I have not yet sold my E-P5. When the PEN-F arrived, I removed the battery and the SD card, and then I put the camera into a closet. Today I took it out for a comparison.
What can I say? I miss the big viewfinder! Yes, the VF-4 sticks out from the E-P5, it mars the beautiful design, it just doesn’t look that classy. Looking through it makes a world of a difference though 🙂
It’s really like the difference between APS-C and full-frame. You notice the change and it’s a big one.
I’ve tried the same with the E-M1, and of course as it shares viewfinder specs with the VF-4, the result is the same.
Then I noticed something interesting: both the E-M1 and the E-P5 were pretty much off colorwise and they were also darker. The PEN-F on the other hand was incredibly accurate in reproducing what I saw.
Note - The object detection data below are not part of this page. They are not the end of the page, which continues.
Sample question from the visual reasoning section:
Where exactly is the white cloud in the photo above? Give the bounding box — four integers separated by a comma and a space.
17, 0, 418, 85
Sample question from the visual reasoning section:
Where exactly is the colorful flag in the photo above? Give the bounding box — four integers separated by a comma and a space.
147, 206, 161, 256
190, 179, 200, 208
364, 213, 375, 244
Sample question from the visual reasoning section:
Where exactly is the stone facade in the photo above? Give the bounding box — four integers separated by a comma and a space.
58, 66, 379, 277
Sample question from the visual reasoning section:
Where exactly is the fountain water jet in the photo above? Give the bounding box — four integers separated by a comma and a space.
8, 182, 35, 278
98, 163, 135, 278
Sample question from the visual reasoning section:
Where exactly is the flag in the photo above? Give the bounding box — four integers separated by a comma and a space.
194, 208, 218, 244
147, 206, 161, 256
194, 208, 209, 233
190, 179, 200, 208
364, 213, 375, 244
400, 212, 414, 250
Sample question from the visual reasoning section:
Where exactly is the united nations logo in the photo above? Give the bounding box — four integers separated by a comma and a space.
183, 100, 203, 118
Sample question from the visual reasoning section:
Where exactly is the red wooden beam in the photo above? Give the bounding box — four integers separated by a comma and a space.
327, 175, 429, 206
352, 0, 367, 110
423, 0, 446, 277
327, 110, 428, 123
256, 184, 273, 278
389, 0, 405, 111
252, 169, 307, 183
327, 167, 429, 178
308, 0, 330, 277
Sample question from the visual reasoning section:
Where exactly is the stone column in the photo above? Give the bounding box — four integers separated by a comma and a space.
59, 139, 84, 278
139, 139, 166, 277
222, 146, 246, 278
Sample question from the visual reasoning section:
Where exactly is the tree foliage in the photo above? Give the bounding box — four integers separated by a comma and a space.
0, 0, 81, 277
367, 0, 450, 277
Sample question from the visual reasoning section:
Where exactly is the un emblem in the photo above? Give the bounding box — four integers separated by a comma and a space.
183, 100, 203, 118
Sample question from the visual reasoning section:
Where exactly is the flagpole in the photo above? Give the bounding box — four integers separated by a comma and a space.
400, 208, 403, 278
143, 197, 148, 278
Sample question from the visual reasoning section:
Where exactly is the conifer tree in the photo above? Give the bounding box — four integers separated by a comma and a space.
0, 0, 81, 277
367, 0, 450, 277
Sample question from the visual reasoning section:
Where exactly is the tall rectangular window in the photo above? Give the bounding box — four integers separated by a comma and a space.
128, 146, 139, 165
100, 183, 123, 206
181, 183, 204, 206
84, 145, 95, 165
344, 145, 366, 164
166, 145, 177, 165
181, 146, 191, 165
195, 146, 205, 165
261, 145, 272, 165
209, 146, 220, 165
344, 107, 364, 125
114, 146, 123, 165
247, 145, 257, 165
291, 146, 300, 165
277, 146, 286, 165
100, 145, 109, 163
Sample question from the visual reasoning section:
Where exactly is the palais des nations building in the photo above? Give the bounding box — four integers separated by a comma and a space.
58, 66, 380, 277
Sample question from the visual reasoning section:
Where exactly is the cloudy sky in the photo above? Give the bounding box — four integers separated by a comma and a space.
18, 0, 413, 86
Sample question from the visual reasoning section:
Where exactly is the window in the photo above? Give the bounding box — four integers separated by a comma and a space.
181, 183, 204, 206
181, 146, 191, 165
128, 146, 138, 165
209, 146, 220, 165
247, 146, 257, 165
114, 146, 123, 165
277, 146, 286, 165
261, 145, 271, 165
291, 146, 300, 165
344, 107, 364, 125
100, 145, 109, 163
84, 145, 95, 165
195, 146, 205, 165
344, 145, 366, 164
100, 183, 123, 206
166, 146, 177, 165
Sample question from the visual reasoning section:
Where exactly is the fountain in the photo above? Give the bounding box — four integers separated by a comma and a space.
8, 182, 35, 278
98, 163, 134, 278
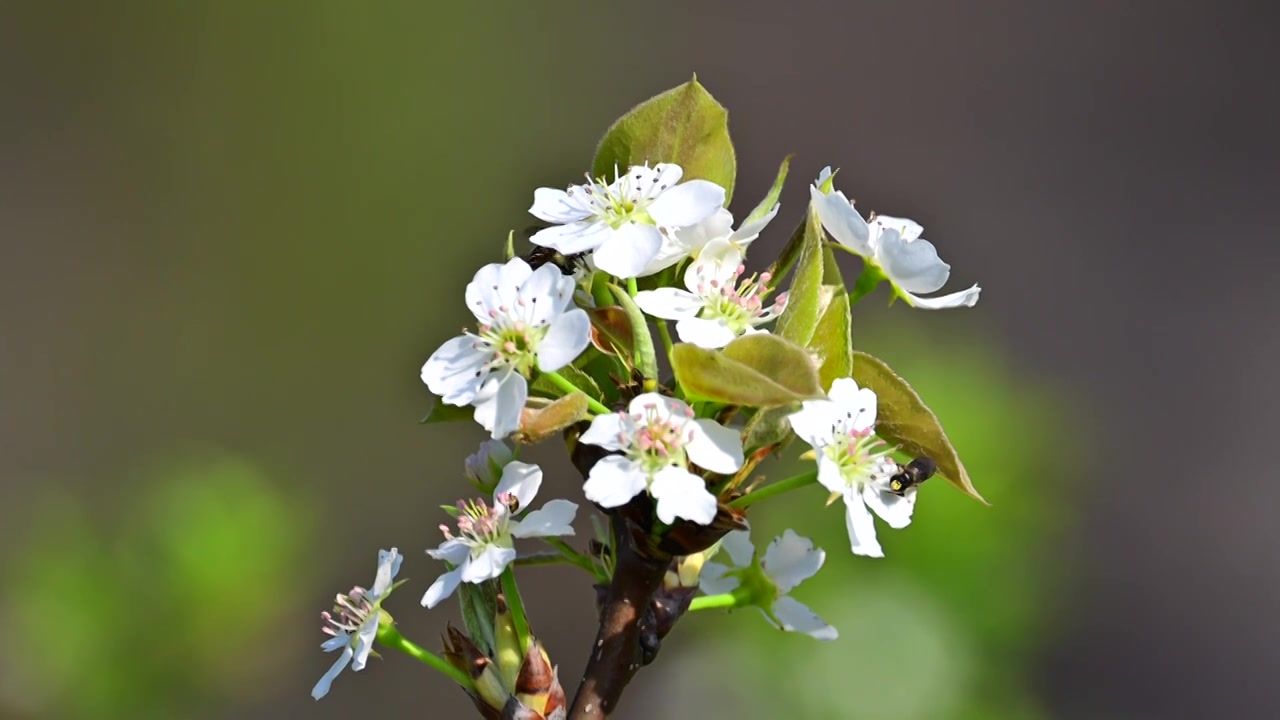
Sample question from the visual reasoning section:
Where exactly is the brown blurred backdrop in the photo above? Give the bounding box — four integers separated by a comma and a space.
0, 0, 1280, 719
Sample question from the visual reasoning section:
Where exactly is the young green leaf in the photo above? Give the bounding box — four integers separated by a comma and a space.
854, 351, 987, 503
671, 333, 824, 407
591, 77, 737, 199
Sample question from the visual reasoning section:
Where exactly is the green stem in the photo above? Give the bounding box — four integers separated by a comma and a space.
502, 565, 529, 652
378, 624, 475, 691
541, 370, 613, 415
728, 470, 818, 510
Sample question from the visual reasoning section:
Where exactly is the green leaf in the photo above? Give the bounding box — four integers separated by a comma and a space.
774, 208, 838, 345
609, 284, 658, 380
419, 397, 475, 425
671, 333, 826, 407
739, 155, 791, 227
591, 77, 737, 205
854, 351, 987, 503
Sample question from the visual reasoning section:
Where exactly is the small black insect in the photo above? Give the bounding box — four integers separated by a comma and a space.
888, 455, 938, 495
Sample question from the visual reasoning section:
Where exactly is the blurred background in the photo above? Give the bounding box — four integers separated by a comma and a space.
0, 0, 1280, 720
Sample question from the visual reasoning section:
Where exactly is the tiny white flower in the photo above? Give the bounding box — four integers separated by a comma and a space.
579, 392, 742, 525
422, 461, 577, 607
809, 168, 982, 310
422, 258, 591, 438
635, 240, 786, 348
311, 547, 404, 700
529, 163, 724, 278
787, 378, 916, 557
640, 202, 780, 275
699, 530, 840, 641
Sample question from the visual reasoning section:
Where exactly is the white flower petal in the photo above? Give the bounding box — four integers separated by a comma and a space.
529, 187, 591, 225
591, 223, 662, 278
511, 498, 577, 538
493, 460, 543, 510
311, 644, 355, 700
899, 286, 982, 310
577, 413, 630, 450
698, 562, 741, 594
845, 489, 884, 557
809, 187, 873, 258
863, 484, 915, 530
422, 566, 462, 609
648, 179, 724, 228
472, 370, 529, 438
760, 529, 827, 592
773, 596, 840, 641
873, 220, 951, 292
649, 466, 716, 525
582, 455, 649, 507
462, 544, 516, 583
369, 547, 404, 598
422, 336, 493, 405
538, 307, 591, 373
676, 318, 737, 350
529, 220, 613, 255
635, 287, 703, 320
685, 418, 742, 473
There was also another change. Exposure parameters blended into the viewfinder image had some amount of transparency. Or had they? Now that I try to reproduce it, I find that I can’t. That’s funny, because I’ve already noticed it another day. I don’t think I’ve just imagined it.
Yes, indeed, I’ve just checked, there is an slight amount of transparency in the overlay. It’s still fully readable, but it is slightly less intrusive.
Another slight annoyance is, that with the position of the eye sensor on the PEN-F, stray light easier enters the sensor, especially when the sun comes from the back. If that happens, the EVF blanks out. This doesn’t happen when I hold the camera properly to my eye, but sometimes I don’t. I suppose it also may happen when you wear glasses.
Basically this all boils down to the fact that I like the new viewfinder better (if it is indeed the viewfinder and not just changes in metering and white balance accuracy), but that the lower resolution hurts. I’d like to call it a draw, but it isn’t really.
Is this a reason to switch back to the E-P5 and sell the PEN-F? No. If there were no other advantages but the better design and the convenience of the integrated viewfinder, I’d say yes. Fortunately there’s more to this camera. We’ve already discussed the exposure compensation wheel, and tomorrow we’ll talk about image quality.